Burgh Castle
Burgh Castle

Burgh Castle is a Roman Saxon Shore fort, built in the 3rd century overlooking Breydon Water and the outlet of the River Waveney. The Romans built a trapezoidal fort here sometime between 260-280 AD. We know very little about the fort, but we do know that the Stablesian cavalry were stationed here in the mid 4th century.
Burgh Fort has traditionally been identified with the Saxon Shore fort named as Gariannonum in a Roman army document written around AD 400, however recent research suggests that the description of Gariannonum may apply just as easily to Caistor-on-Sea on the other bank of the estuary.

The fort has a maximimum inner width of 205 by 100 metres. The walls on three sides of the fort are fairly intact, but that on the west side have collapsed into the water. The walls stand to a height of 4.6 metres, and are supported by six pear-shaped bastions.The walls are in excellent condition.

The Romans stayed until the early 5th century, most likely leaving between AD 407-8.

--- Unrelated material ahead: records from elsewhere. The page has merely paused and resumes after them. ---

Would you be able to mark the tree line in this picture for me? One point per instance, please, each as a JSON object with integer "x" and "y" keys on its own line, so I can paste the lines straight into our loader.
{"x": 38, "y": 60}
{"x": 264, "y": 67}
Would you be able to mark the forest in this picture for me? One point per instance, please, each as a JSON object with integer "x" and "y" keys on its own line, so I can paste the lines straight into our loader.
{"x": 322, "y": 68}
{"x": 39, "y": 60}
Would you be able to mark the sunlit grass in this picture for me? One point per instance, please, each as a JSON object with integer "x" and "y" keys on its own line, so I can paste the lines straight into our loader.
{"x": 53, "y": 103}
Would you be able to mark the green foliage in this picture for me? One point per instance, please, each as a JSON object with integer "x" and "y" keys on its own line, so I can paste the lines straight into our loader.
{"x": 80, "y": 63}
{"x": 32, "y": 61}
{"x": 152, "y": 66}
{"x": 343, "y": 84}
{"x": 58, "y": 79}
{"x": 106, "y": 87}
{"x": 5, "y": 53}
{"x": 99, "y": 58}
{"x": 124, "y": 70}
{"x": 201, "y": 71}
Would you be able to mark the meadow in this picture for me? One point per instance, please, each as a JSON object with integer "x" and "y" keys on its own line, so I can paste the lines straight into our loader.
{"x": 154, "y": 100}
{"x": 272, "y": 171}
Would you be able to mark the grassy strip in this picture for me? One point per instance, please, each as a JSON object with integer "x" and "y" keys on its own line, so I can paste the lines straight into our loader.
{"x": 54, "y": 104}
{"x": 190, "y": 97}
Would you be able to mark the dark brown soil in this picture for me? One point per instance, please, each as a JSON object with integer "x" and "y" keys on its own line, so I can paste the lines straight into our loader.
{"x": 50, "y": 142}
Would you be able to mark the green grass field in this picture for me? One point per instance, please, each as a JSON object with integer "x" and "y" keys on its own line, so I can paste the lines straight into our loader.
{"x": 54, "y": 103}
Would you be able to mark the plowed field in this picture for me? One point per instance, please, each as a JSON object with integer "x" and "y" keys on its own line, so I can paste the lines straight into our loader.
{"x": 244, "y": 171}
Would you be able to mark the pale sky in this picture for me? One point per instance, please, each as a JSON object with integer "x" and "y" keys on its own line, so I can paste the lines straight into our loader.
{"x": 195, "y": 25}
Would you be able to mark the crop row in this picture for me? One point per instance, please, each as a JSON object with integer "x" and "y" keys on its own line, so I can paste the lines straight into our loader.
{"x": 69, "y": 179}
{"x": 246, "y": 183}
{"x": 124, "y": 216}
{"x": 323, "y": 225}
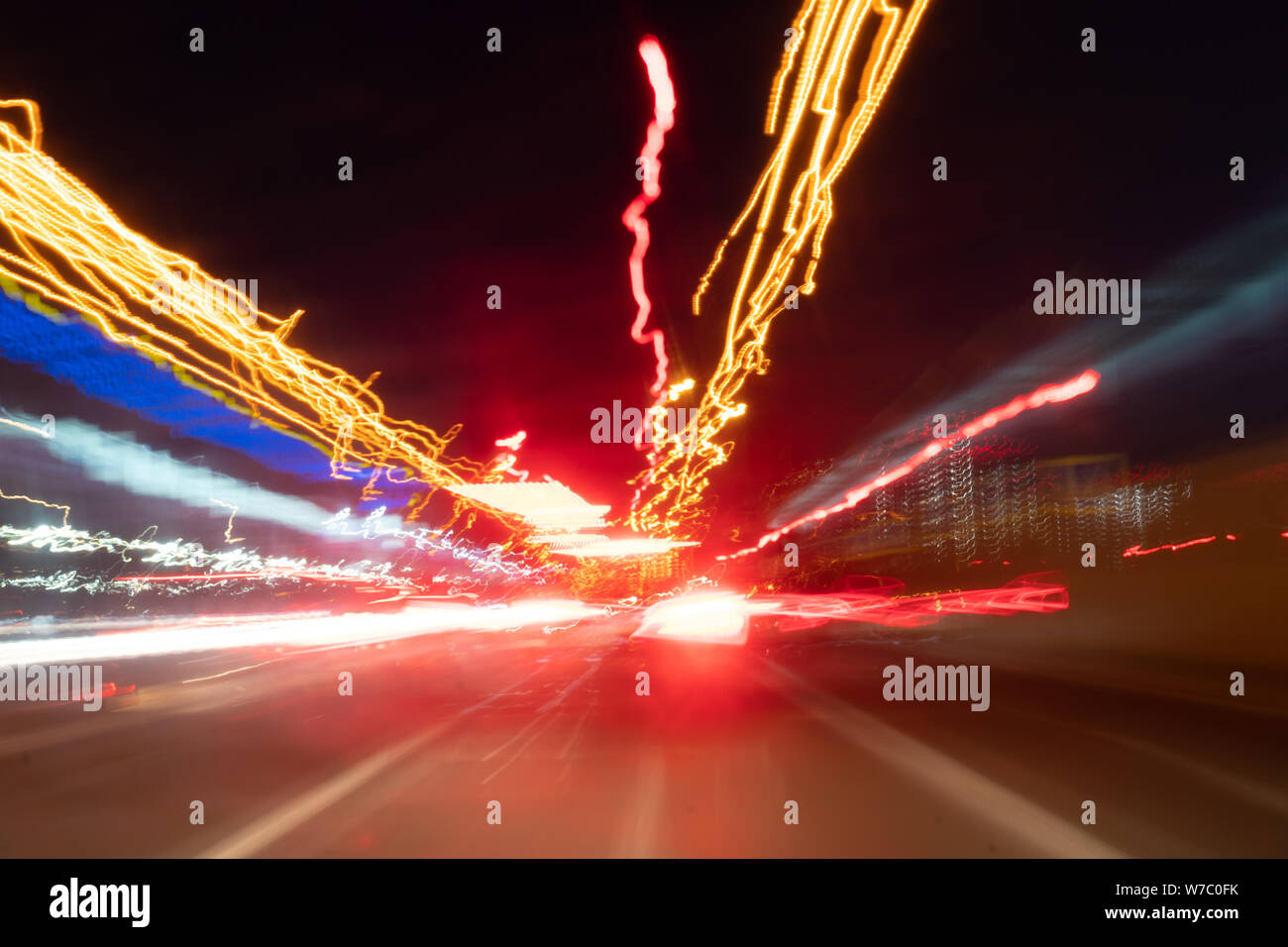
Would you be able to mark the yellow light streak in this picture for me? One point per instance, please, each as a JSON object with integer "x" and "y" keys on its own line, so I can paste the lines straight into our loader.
{"x": 62, "y": 241}
{"x": 822, "y": 53}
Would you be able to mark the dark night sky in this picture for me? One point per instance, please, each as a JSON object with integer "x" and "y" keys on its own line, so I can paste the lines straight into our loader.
{"x": 513, "y": 169}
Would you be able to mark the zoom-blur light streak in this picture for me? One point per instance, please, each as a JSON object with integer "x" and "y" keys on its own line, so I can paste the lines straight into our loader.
{"x": 1047, "y": 394}
{"x": 820, "y": 50}
{"x": 73, "y": 252}
{"x": 651, "y": 167}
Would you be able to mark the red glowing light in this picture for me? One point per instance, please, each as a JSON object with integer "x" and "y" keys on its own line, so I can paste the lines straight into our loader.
{"x": 1171, "y": 548}
{"x": 1047, "y": 394}
{"x": 664, "y": 119}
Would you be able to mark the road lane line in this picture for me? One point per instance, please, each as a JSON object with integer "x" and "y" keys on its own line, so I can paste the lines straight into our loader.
{"x": 284, "y": 818}
{"x": 991, "y": 801}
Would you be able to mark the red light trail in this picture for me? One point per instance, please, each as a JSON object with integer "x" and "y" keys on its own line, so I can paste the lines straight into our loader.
{"x": 1047, "y": 394}
{"x": 664, "y": 119}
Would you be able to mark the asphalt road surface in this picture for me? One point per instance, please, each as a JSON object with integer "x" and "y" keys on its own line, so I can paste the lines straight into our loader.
{"x": 1124, "y": 699}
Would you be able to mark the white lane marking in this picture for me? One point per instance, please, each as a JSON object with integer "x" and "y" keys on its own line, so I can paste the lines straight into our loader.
{"x": 991, "y": 801}
{"x": 284, "y": 818}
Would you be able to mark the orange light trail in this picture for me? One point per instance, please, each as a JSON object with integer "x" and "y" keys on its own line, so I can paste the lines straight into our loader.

Around 630 AD a monastery was established within the Roman walls by Fursa, who called the place Chobheresburgh. The monastic church stood in the south west corner of the fort, and a cemetery to the north of the church. The monastery stood until some time in the 9th century. In the 11th century the Normans built a motte and bailey castle within the fort. The mound survived until 1839.

From the castle you can look across the River Yare to Berney Arms Windmill, a restored historic mill.